“The banks need this more than crypto,” Christopher Giancarlo, former chair of the U.S. Commodity Futures Trading Commission (CFTC), said in a Sunday (March 8) interview with the Wolf Of All Streets podcast.
“Their general counsels are telling their boards: You can’t invest billions of dollars to build these digital rails unless you’ve got regulatory certainty. Banks can’t afford regulatory uncertainty.”
His comments were flagged in a report Monday (March 9) from Coindesk, which noted the conflict surrounding the bill, which has been stalled since January.
On one side are the crypto companies, which object to proposals from the Senate Banking Committee to bar them from paying rewards to stablecoin holders. Banks argue that permitting stablecoin rewards could cause a deposit flight.
As covered here last week, a proposal from the White House would allow rewards in some cases, like peer-to-peer payments, but not on balances that sit unused. While cryptocurrency companies have largely accepted that idea, banks are still calling for stricter limits.
In a social media post last week, President Donald Trump said banks “need to make a good deal” with the crypto sector to allow the legislation to move forward. This came after the president met with Brian Armstrong, CEO of Coinbase.
Giancarlo warned that if banks persist in their stance, crypto will continue to flourish, just in places outside the U.S.
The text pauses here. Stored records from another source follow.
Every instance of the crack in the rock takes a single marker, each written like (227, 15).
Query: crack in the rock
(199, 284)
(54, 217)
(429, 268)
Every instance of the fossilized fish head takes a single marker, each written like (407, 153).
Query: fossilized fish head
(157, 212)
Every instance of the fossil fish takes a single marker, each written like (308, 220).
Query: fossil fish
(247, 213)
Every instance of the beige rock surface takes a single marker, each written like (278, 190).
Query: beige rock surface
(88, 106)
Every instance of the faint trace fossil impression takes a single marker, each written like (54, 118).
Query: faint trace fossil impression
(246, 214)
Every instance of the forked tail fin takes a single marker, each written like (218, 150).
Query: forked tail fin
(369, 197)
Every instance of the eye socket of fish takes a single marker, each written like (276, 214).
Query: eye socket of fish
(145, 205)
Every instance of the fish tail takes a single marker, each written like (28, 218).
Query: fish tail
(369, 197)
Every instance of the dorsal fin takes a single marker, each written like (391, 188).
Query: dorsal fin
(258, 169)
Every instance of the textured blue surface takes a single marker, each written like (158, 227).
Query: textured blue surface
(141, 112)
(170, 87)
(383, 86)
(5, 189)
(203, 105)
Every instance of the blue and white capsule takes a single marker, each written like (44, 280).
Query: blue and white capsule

“If the banks resist this now, it’s not going to go away. It’s just going to go to Europe. It’s going to go to Asia … and then American banks will say, ‘Whoa.’ Our analog, identity-based, message-based system is no longer working anywhere outside,” he said.
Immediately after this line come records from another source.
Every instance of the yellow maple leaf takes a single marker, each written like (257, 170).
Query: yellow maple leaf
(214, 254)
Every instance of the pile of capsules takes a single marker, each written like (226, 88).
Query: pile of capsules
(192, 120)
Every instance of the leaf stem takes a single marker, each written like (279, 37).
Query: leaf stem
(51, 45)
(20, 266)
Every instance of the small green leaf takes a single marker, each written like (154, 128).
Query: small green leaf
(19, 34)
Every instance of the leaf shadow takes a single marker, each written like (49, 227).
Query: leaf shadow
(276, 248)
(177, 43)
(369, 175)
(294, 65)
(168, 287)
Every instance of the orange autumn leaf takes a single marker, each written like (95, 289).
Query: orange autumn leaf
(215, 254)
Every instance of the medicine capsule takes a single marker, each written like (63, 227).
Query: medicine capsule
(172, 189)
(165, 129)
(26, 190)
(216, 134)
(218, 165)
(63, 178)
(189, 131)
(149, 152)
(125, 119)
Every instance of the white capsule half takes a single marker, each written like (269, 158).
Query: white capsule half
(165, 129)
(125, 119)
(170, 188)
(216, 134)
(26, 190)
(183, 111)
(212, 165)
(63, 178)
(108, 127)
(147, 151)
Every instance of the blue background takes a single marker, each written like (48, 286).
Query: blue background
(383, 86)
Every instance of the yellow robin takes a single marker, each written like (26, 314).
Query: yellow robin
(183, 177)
Giancarlo put the “betting odds” of the bill passing at about 60-40, adding that there were still several issues to resolve.
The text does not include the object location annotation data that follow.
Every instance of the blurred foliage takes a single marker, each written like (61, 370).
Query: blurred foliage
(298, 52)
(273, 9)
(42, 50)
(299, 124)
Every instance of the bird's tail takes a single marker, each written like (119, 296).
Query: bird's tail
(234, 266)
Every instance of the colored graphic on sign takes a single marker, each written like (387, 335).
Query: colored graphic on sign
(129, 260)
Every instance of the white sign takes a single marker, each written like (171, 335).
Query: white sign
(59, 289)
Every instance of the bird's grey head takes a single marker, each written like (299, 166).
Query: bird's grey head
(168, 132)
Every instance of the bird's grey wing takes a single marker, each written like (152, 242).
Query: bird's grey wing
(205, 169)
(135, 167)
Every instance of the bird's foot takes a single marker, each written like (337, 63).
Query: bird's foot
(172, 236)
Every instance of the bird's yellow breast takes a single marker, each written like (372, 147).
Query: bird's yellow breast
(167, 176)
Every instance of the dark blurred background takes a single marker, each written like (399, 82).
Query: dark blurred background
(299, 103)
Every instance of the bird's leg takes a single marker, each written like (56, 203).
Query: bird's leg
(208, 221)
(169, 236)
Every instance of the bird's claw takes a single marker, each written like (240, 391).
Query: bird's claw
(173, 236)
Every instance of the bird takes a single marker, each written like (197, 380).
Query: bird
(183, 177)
Writing about the stablecoin space last week, PYMNTS pointed out that regulators and policymakers generally acknowledge the benefits of the tokens, such as faster and cheaper cross-border payments.
“The real opportunity isn’t about chasing the buzzwords, but it’s more about being disciplined, identifying where stablecoins truly outperform a so-called legacy payment system,” Bryce Jurss, vice president, head of Americas, digital assets at Nuvei, said in an interview with PYMNTS last summer.